Economy The Supreme Court establishes that an interest rate of 23.9% on a revolving card is not usury

The Supreme Court agrees with the banks in the case of revolving cards

Economy The Supreme Court establishes that an interest rate of 23.9% on a revolving card is not usury

The Supreme Court agrees with the banks in the case of revolving cards. The Civil Chamber has dismissed the appeal filed against a previous ruling that declared the remunerative interest agreed in a revolving contract not usurious.

As reported by the High Court, the appellant signed a revolving Visa credit card contract on May 3, 2004, with the entity Barclays Bank and with a remunerative interest rate of 23.9% APR. The financial institution assigned its credit to Estrella Receivable and the latter sued the cardholder claiming the amount owed.

The Court of First Instance dismissed the claim and declared the usurious nature of the agreed interest because it was notably higher than the average interest on consumer loans. The Provincial Court upheld the appeal in part. It rejected the suitability of the average rates of consumer loans to make the comparison as it is a credit card, and considered it proven that the usual interest in this type of contract in 2012 was 20.90% or higher.
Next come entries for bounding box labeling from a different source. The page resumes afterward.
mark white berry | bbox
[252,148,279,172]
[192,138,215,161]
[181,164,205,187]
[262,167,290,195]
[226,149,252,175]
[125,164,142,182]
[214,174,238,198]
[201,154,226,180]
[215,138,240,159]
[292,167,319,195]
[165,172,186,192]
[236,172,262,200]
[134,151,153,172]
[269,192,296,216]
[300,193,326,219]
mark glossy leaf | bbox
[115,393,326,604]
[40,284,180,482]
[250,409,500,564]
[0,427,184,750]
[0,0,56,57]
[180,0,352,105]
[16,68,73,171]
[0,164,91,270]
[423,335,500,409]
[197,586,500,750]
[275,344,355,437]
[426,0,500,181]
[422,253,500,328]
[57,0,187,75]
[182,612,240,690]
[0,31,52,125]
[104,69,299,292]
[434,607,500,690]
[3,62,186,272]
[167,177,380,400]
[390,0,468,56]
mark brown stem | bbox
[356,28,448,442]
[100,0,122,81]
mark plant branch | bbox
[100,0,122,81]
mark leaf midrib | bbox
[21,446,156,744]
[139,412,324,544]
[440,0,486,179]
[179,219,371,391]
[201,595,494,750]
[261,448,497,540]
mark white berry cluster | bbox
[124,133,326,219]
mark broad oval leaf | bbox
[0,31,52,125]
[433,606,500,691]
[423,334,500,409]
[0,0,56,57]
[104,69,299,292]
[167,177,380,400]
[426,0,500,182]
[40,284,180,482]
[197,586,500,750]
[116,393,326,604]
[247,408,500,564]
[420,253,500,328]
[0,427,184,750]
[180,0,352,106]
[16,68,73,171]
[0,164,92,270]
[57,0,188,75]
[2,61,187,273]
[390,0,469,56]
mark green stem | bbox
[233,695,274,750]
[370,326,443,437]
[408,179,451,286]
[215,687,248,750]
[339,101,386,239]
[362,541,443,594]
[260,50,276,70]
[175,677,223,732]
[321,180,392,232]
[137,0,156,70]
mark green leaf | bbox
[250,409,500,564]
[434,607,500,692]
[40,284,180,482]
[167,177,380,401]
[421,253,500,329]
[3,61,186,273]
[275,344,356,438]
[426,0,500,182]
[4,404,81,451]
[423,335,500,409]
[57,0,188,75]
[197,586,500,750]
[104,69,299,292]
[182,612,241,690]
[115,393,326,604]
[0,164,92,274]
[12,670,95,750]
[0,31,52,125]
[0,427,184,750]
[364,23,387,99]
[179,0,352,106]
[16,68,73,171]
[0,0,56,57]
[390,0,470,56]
It did not consider the remunerative interest to be usurious because it was not notoriously higher than that normally agreed and discounted some amounts for commissions for claims of unpaid installments.

The defendant filed an appeal for cassation and the Supreme Court has dismissed it, agreeing with the bank.

The judgment of the Civil Chamber reiterates that the index that must be taken into consideration to determine if the agreed interest is notably higher than normal is the equivalent annual rate (TAE) and that the comparison must be made with the average interest applicable in the moment of contracting to the category that corresponds to the questioned operation. For contracts signed after the Bank of Spain statistical bulletin broke down the type of revolving credit (June 2010), the comparison parameter is the average interest rate published at each time.

The Chamber notes that the interest rate analyzed by the Bank of Spain in the statistical bulletin is the TEDR (effective rate of restricted definition) which is equivalent to the APR without commissions. For this reason, the published interest is slightly lower than the APR and can be supplemented with the commissions generally applied by financial institutions. This difference ordinarily will not be very decisive to assess usury because the agreed interest is required to be significantly higher than the normal market rate, it is not enough that it is merely higher.

The purpose of the appeal focuses on determining what was the normal market interest rate for revolving card contracts in 2004, a time when there were no detailed statistics from the Bank of Spain. In this sense, the Chamber resolves that in order to identify the normal market interest for the revolving cards contracted in the first decade of this century, as a general rule, the specific information closest in time must be used, which is the itemized by the Bank of Spain in 2010. Likewise, the magistrates establish that in the absence of a legal criterion on the acceptable upper margin to avoid incurring in usury, given the requirements of predictability in a context of mass litigation, the court establishes the following criterion : in credit card contracts in the revolving modality, in which up to now the average interest has been above 15%, the interest is notably higher if the difference between the average market rate and the agreed rate exceeds 6 percentage points.

In the specific case, the average rate at the time of contracting was slightly higher than 20% and the agreed interest (23.9% APR) does not exceed 6 points, so it is not considered notably higher nor is it usurious. The Chamber dismisses the appeal.